Seven Seas told not to run advert aimed at the over-55s
ONE OF the world’s largest suppliers of dietary supplements has been told not to run an advertisement which claimed its products helped the mobility of the over-55s.
The Advertising Standards Authority of Ireland (ASAI) upheld a complaint about Active 55 from Seven Seas which was the subject of a national radio campaign. The ASAI acted on foot of a complaint that Seven Seas could not substantiate the claim that Active 55 contained “everything your joints need”.
The person who complained said he could not find any evidence that it had a beneficial effect on immobilised joints.
In return, Seven Seas said two components cited in the advertisement, Glucosamine and Omega 3, were found in eight separate studies to have reduced pain for those with arthritis and so their joints moved more freely.
However, the ASAI said the eight studies dealt only with those with various forms of arthritis and could not be made applicable to the general population.
The ASAI held that Seven Seas was in breach of its code and requested that the advertisement not be shown again in its current format.

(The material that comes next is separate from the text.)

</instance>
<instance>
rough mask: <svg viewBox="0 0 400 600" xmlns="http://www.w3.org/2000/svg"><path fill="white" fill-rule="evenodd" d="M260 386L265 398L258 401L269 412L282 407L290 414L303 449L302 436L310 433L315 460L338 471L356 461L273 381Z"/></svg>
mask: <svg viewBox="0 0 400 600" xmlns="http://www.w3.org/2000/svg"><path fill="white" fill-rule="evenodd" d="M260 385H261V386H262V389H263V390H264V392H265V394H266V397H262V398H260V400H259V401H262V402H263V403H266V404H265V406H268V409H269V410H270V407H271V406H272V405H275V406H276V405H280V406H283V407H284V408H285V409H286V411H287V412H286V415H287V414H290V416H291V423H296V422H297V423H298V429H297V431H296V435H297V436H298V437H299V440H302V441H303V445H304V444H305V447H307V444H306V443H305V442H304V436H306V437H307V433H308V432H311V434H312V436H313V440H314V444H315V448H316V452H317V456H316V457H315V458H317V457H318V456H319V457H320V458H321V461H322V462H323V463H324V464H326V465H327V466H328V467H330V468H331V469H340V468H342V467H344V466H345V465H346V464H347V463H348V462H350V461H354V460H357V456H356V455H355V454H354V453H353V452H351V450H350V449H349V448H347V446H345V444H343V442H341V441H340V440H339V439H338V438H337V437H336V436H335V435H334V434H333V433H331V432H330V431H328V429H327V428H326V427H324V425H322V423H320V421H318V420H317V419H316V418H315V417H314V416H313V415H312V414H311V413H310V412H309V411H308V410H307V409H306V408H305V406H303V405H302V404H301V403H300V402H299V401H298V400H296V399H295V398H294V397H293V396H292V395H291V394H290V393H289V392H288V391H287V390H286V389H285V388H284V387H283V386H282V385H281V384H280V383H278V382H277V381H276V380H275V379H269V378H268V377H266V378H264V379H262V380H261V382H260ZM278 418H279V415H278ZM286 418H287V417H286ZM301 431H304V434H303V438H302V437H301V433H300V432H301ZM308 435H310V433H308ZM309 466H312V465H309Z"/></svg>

The ASAI code is a voluntary one and the organisation is self-regulating but advertisers are expected to comply with its decisions. It also held against three other companies which made claims about health-related products.
The Cheswick Clinic in Cork was requested not to run an advertisement claiming that those involved could lose a stone in four weeks.
The clinic stated that each of its patients had lost at least one stone in weight and the clinic specialised in weight loss for the morbidly obese where a loss of a stone in four weeks was acceptable. They considered that the advertisement was legal and honest.
The ASAI’s complaints committee noted that the advertisers had not submitted any evidence in support of the weight-loss claims in the advertising.
The institute found too against Dr Quantia Noonan for a food intolerance test with dietary advice which was retailing for €19.
The complaints committee found there was no robust scientific evidence to back up the claim that the test was an accurate diagnostic tool for food intolerance.
The SureSlim Wellness Clinic/Therapie clinic in Cork did not respond to a complaint that its claim to promote the “World’s No 1 weight loss programme” could not be substantiated.
The committee expressed concern that no reply had been forthcoming from the clinic and requested that the advertisement not be run again.